Solicitors for the Respondents: Mr A Gardner
MinterEllison

ORDERS

  1. The application is dismissed under r.44.12 of the Federal Circuit Court Rules 2001 (Cth).

  2. The applicant pay the first respondent’s costs fixed in the amount of $3,737.00.

DATE OF ORDER: 25 February 2019

FEDERAL CIRCUIT COURT
OF AUSTRALIA
AT SYDNEY

SYG 3237 of 2018

GAV18

Applicant

And

MINISTER FOR HOME AFFAIRS

First Respondent

ADMINISTRATIVE APPEALS TRIBUNAL

Second Respondent

REASONS FOR JUDGMENT

  1. This is an application for a Constitutional writ within the Court’s jurisdiction under s 476 of the Migration Act1958 (Cth) (“the Act”) in respect of a decision of the Administrative Appeals Tribunal (“the Tribunal”) that on 23 October 2018 holding that it did not have jurisdiction to review a decision of the delegate made on 26 August 2014. The application for review to the Tribunal was lodged on 3 October 2018.

  2. The applicant is a citizen of China who arrived in Australia on 15 June 2012 as the holder of a subclass 573 Student visa which was valid until 15 March 2014. It was not until 10 March 2014 that the applicant lodged an application for a protection visa. In the application provided by the applicant for the protection visa, the applicant identified in answer to questions on the form that he had an agent and provided the details of his agent’s address and authorised communications to his agent. 

  3. In accordance with the statutory regime, the Tribunal found that the applicant had been notified of the delegate’s decision made on 26 August 2014 and was dispatched by post to the last address provided by the applicant. The Tribunal therefore found the applicant had been notified of the decision on 4 September 2014 in accordance with s 494C of the Act. The Tribunal accordingly held that the application for review was lodged more than 28 days after the time period required under reg 4.31(2) of the Migration Regulations 1994 (Cth) and found that the Tribunal had no jurisdiction.

  4. These proceedings were commenced on 22 November 2019. On 13 December 2019, a Registrar of the Court made orders fixing the matter for a show cause hearing today under r 44.12 of the Federal Circuit Court Rules 2001. The Registrar also made orders giving the applicant an opportunity to file an amended application, affidavit evidence and submissions. No such documents were filed. 

  5. At the commencement of the hearing, the Court explained to the applicant the nature of the show cause hearing and the applicant confirmed that he understood the nature of the hearing as explained by the Court.
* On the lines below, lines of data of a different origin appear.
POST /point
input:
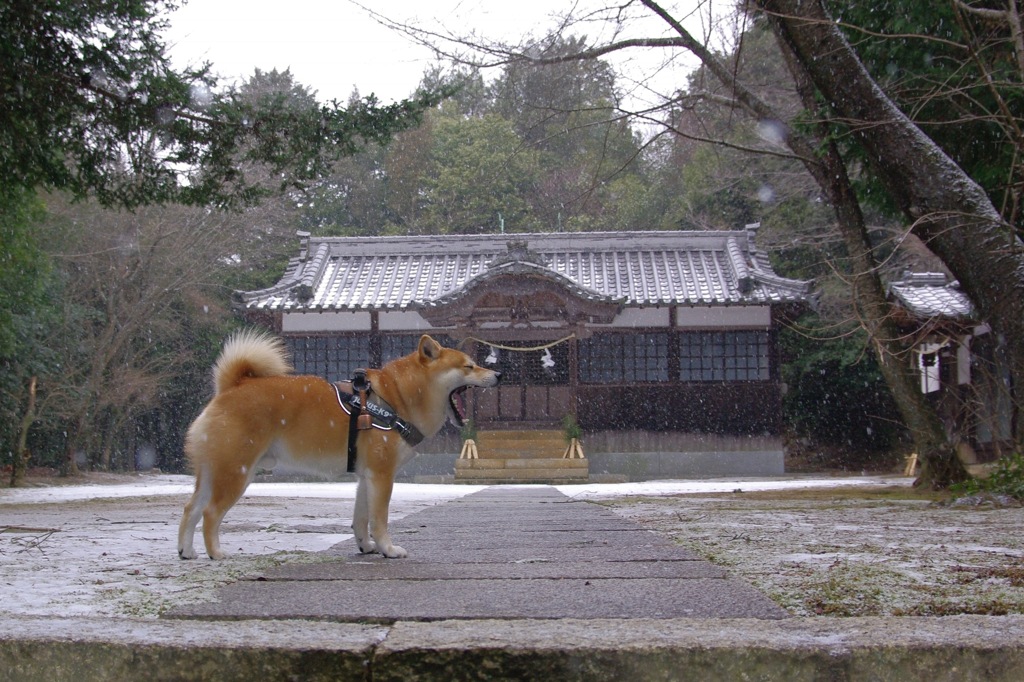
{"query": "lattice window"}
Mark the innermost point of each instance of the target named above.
(396, 345)
(723, 355)
(639, 357)
(334, 357)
From the bar table, when invited to identify what was wrong with the Tribunal’s decision, the applicant said his agent had made an error, not the Tribunal.

  6. There is no evidence before the Court to suggest any fraud by the agent on the applicant. The evidence before the Court identifies an application on which the applicant authorised the agent to receive communications on behalf of the applicant. The applicant put no submissions as to why there was an arguable case that the Tribunal’s decision had no jurisdiction was the subject of relevant error.

  7. The grounds in the application are as follows:

    1. I am a Chinese citizen and applied for protection due to well-founded fears of being persecuted by Chinese government. I cannot return to China. If I run forced to leave, I will be in danger.

    2. AAT did not give good consideration for my case, AAT should well check it and 1 am totally a victim of this incident.

    3. It is unfair not to accept my review application. I need protection from Australian government.

  8. The application also included four paragraphs under the final orders sought by the applicant which are as follows:

    I disagree with DIBP and AAT's decision. They did not well consider that I have provided to the department with correct postal address and email address for all their correspondence.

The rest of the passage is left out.